K-Neighbors Regressor
Model performance for Training set
- Root Mean Squared Error: 15154.2183
- Mean Absolute E

### Results

In [20]:
pd.DataFrame(list(zip(model_list, r2_list)), columns=['Model Name', 'R2_Score']).sort_values(by=["R2_Score"],ascending=False)

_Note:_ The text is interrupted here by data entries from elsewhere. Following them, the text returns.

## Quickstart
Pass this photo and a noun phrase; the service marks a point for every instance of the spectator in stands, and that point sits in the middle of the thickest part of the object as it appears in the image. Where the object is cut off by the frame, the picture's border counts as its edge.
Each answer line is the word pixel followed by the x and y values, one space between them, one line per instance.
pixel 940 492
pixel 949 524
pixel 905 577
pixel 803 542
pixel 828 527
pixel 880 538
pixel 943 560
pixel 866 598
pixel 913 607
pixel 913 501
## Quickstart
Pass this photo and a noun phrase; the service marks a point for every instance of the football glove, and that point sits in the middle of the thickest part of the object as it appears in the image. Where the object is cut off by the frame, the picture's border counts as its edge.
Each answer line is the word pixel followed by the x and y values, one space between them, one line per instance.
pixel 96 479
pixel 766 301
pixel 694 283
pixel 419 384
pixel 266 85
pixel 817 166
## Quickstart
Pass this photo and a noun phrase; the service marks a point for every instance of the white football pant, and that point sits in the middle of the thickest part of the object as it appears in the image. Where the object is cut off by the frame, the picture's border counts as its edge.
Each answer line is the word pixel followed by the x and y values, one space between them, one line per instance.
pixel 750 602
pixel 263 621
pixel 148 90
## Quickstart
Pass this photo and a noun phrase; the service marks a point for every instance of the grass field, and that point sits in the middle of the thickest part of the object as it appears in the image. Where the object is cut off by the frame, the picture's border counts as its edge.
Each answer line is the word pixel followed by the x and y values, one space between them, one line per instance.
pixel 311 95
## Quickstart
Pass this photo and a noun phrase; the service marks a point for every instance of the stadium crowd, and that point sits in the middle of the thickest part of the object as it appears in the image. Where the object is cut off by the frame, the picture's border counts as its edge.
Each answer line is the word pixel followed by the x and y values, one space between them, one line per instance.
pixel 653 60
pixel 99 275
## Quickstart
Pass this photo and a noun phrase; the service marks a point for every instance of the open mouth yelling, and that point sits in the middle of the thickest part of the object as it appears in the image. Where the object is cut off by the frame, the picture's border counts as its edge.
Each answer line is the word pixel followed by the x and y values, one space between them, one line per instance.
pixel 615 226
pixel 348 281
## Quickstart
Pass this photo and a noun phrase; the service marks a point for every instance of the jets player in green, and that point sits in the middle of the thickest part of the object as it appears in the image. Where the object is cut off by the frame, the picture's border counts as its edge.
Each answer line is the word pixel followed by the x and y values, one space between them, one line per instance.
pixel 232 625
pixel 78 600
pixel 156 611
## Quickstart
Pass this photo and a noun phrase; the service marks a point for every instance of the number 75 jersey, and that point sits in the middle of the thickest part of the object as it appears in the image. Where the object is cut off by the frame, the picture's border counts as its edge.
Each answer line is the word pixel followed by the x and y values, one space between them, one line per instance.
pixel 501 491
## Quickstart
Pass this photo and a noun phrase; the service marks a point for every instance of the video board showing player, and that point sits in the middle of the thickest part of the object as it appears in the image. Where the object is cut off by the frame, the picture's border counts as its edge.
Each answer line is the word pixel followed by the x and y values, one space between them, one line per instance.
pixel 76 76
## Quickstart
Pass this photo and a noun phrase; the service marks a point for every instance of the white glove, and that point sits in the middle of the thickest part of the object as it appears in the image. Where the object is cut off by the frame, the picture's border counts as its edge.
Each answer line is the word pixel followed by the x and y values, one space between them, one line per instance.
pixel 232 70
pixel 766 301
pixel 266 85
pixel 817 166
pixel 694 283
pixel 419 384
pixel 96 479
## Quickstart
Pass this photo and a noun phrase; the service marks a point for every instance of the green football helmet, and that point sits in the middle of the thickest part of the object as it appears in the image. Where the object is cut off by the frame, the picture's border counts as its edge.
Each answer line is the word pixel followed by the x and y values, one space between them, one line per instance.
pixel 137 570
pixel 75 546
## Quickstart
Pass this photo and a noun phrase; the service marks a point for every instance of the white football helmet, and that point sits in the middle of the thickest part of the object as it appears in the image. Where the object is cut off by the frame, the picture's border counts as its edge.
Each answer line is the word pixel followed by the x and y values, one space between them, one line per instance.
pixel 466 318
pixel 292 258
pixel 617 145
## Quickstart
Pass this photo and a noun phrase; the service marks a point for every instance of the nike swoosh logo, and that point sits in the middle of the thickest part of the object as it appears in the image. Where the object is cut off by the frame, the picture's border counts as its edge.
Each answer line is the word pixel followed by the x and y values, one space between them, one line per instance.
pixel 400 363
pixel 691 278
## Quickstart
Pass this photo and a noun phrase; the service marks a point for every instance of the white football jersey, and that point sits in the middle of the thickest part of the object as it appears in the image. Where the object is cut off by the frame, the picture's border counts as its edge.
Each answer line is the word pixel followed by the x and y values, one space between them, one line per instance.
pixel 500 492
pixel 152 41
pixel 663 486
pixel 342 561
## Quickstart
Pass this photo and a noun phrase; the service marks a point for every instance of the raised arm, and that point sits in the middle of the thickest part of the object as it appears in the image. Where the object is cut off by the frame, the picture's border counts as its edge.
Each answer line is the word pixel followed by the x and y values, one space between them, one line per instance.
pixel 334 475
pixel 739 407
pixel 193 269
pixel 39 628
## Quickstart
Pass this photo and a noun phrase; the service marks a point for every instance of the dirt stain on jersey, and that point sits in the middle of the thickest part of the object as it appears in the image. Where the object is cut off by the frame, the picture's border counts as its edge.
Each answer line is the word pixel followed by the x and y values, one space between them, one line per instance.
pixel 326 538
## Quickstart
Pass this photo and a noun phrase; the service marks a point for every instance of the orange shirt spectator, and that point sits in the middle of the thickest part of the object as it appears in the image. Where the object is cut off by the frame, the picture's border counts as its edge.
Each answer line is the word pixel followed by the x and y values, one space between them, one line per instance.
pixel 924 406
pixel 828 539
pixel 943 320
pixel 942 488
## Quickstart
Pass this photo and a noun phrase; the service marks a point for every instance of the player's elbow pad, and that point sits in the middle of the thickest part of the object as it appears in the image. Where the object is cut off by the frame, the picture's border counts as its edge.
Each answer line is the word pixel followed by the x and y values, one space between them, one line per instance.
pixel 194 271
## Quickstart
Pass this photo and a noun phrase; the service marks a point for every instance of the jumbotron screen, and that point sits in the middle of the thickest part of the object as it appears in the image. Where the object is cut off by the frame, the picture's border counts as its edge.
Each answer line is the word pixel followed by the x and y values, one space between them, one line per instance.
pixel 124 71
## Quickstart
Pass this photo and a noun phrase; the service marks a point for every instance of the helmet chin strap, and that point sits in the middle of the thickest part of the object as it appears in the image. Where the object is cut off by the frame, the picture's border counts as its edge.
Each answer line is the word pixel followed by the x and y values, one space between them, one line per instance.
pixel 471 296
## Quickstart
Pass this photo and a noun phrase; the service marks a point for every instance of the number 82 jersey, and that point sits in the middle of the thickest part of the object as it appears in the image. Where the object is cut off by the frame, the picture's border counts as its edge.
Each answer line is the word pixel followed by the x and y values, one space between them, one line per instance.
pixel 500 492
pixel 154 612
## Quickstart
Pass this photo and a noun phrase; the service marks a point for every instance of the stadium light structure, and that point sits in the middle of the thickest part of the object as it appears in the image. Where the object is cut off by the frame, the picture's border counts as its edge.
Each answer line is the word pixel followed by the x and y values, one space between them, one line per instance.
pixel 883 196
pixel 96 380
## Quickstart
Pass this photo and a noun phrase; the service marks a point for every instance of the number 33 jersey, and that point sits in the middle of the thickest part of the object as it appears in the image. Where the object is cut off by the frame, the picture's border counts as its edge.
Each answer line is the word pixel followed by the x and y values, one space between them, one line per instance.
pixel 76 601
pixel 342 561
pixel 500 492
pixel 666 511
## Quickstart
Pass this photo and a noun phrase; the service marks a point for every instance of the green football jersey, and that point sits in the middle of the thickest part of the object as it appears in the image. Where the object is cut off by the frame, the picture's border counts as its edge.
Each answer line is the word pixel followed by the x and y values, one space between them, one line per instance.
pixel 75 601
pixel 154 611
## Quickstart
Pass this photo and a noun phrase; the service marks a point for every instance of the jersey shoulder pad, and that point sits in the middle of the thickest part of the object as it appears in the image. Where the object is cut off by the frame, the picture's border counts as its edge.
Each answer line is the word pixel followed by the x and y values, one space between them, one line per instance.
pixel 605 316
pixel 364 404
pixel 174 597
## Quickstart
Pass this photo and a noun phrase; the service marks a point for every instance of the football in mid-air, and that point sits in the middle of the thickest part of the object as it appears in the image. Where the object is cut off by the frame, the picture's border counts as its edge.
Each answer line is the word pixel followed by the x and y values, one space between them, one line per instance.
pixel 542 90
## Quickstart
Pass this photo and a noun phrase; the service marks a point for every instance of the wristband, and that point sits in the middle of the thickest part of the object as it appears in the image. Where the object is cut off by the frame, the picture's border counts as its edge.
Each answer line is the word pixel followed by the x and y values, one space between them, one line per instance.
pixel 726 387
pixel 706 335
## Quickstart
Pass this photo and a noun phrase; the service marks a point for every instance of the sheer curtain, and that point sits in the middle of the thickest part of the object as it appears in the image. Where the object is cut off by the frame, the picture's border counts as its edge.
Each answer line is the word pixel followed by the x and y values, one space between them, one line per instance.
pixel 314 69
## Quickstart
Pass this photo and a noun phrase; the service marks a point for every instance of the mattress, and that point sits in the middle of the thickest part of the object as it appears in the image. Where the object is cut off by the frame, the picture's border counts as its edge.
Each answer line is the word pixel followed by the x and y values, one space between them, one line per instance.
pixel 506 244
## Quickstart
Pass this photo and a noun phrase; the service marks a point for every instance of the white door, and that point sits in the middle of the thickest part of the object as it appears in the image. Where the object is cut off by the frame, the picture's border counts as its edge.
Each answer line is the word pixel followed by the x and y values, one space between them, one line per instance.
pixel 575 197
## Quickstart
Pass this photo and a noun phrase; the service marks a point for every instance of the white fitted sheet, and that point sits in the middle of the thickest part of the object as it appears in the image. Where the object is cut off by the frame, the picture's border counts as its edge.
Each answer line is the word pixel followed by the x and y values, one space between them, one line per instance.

Unnamed: 0,Model Name,R2_Score
8,AdaBoost Regressor,-8.7e-05
1,Lasso,-0.00017
2,Ridge,-0.000201
0,Linear Regression,-0.000201
7,CatBoosting Regressor,-0.016299
6,XGBRegressor,-0.019749
4,Decision Tree,-0.026125
5,Random Forest Regressor,-0.026512
3,K-Neighbors Regressor,-0.191362


## Conclusion:
- Most models show poor predictive power with negative or near-zero R² scores.
- This aligns with the initial observation of uniform distributions in the data.
- The lack of variance due to it being synthetic in the data likely hampers the model's ability to make accurate predictions.
- Future improvements could include real-world data.